You're right. Though, honestly I don't know if she'd give a [email protected]#t. She's done this to so many women - she'd probably see it as a feather in her cap. On the other hand, she publicly - very publicly - likes to promote herself as a supporter of women - honoring goddesses. She is full of crap. She's done this to more wives then she can count. Her life is literally supported by other married men - both when she danced on the pole - and since she retired to a richer life. Not kidding. Part of me is afraid of it circling back to me somehow. This could be a public situation and I don't want to look like the jerk. Its just very frustrating that the two people that 'benefited' from the EA are not carrying any of this frustrating and awful pain. Only me. Meanwhile, H is fine and I'm sure OW is happily on the take from a handful of men. I'm coming up on the 1 YR mark since he began his betrayal and experiencing angry feelings about it. I know its a waste of my time. It just is so unfair. I have to let go it. But...grrr.


----------



## beyond betrayal (Jul 21, 2009)

I feel your pain and this chick's name is so common it doesnt even make sense to list it. JAE rock on. Yeah these desperate, low down women disgust me. So lame. I must admit I was doing better. Its only been a month for me but today watching tv reminded me of it. I've been bummed ever since. Cleaning and being quiet. Definite sign something is wrong. Jae I'm glad that made you feel good. That damn Matt!!! I'll stay away from him!


----------



## JAE (Jul 17, 2009)

Come on, can't anyone at least list a first name?


----------



## stillINshock (Apr 9, 2009)

Her real name, or her 'dancing on the pole' name?
Ok, even THAT makes me feel better.


----------



## JAE (Jul 17, 2009)

It is strange how much anger I have towards HIM. I guess I just don't want to realize how angry I am towards my wife. Avoid any guy named MATT! If he has the last name MARKOVICH....run.


----------



## stillINshock (Apr 9, 2009)

Right with you on that one.
My H's was an EA. He sent her pictures of me, my kids, my house. He told her all about me. And the one conversation I in hind site walked in on was him telling her that "he does most of the cleaning." Really?
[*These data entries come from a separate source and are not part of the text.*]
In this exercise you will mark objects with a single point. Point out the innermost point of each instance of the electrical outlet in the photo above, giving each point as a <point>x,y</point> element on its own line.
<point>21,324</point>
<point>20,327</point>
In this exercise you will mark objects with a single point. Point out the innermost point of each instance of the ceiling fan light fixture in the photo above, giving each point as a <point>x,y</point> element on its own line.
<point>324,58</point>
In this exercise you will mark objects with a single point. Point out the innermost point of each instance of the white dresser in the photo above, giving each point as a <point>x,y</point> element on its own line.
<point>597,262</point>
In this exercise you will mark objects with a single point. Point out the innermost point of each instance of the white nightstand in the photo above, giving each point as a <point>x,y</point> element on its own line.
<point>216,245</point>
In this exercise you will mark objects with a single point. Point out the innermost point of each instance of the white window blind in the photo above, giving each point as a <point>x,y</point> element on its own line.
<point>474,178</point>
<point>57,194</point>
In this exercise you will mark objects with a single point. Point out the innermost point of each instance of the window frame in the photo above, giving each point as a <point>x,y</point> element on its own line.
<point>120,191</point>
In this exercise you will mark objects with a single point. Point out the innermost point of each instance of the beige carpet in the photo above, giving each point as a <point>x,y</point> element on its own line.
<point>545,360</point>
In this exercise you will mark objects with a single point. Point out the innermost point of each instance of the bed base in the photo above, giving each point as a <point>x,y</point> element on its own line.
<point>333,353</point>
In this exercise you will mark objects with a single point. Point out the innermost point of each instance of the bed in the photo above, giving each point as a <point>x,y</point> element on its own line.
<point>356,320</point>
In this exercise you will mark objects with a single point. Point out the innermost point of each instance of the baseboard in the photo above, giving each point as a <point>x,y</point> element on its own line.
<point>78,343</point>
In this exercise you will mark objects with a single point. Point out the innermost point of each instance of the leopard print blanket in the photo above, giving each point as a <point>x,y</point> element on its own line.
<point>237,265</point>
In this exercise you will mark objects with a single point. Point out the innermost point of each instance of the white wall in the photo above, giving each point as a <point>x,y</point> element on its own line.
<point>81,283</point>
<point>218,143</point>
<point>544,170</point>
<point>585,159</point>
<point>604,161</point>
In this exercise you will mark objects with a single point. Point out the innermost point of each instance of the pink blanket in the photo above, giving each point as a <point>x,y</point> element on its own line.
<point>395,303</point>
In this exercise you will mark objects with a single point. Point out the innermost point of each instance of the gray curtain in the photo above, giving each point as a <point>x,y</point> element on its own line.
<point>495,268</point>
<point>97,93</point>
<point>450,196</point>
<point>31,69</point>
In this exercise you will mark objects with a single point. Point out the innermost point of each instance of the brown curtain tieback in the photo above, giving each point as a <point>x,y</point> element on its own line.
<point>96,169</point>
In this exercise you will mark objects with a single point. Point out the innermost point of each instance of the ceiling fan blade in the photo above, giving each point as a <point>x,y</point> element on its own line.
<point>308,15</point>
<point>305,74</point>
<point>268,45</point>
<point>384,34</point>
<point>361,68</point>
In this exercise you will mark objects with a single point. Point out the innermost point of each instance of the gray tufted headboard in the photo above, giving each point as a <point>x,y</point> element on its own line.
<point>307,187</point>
Really? 
She made him feel like a God who deserved better.
Her response to his break up email (sent in front of me) was "I'm so sorry. Never wanted to hurt your beautiful, smart, incredible wife." I say again, really?
Yuck. Maybe she has some horrible STD that will cause her a tremendous amount of pain. Did I just say that?


----------



## beyond betrayal (Jul 21, 2009)

JAE,
This is for you. Her name is Mary!!!:smthumbup:


----------



## woe_is_me (Aug 12, 2009)

it's sad but there is actually a said site out there. dontdatehimgirl.com. you can even post their picture up. i read about it in a magazine once. luckily i never found anyone i have dated on that site.


----------



## stillINshock (Apr 9, 2009)

woe_is_me - That is awesome!!!!!!!!! Very very very very tempting. Thanks for sharing.:smthumbup:


----------



## JAE (Jul 17, 2009)

stillINshock said:


> woe_is_me - That is awesome!!!!!!!!! Very very very very tempting. Thanks for sharing.:smthumbup:


I know that I am messed up here, but I want to keep this alive. For whatever reason, this will make you feel better....I promise. MATT MARKOVICH is a piece of S***, and it's not the guy from Washington. SPIKE!


----------



## stillINshock (Apr 9, 2009)

JAE said:


> I know that I am messed up here, but I want to keep this alive. For whatever reason, this will make you feel better....I promise. MATT MARKOVICH is a piece of S***, and it's not the guy from Washington. SPIKE!


----------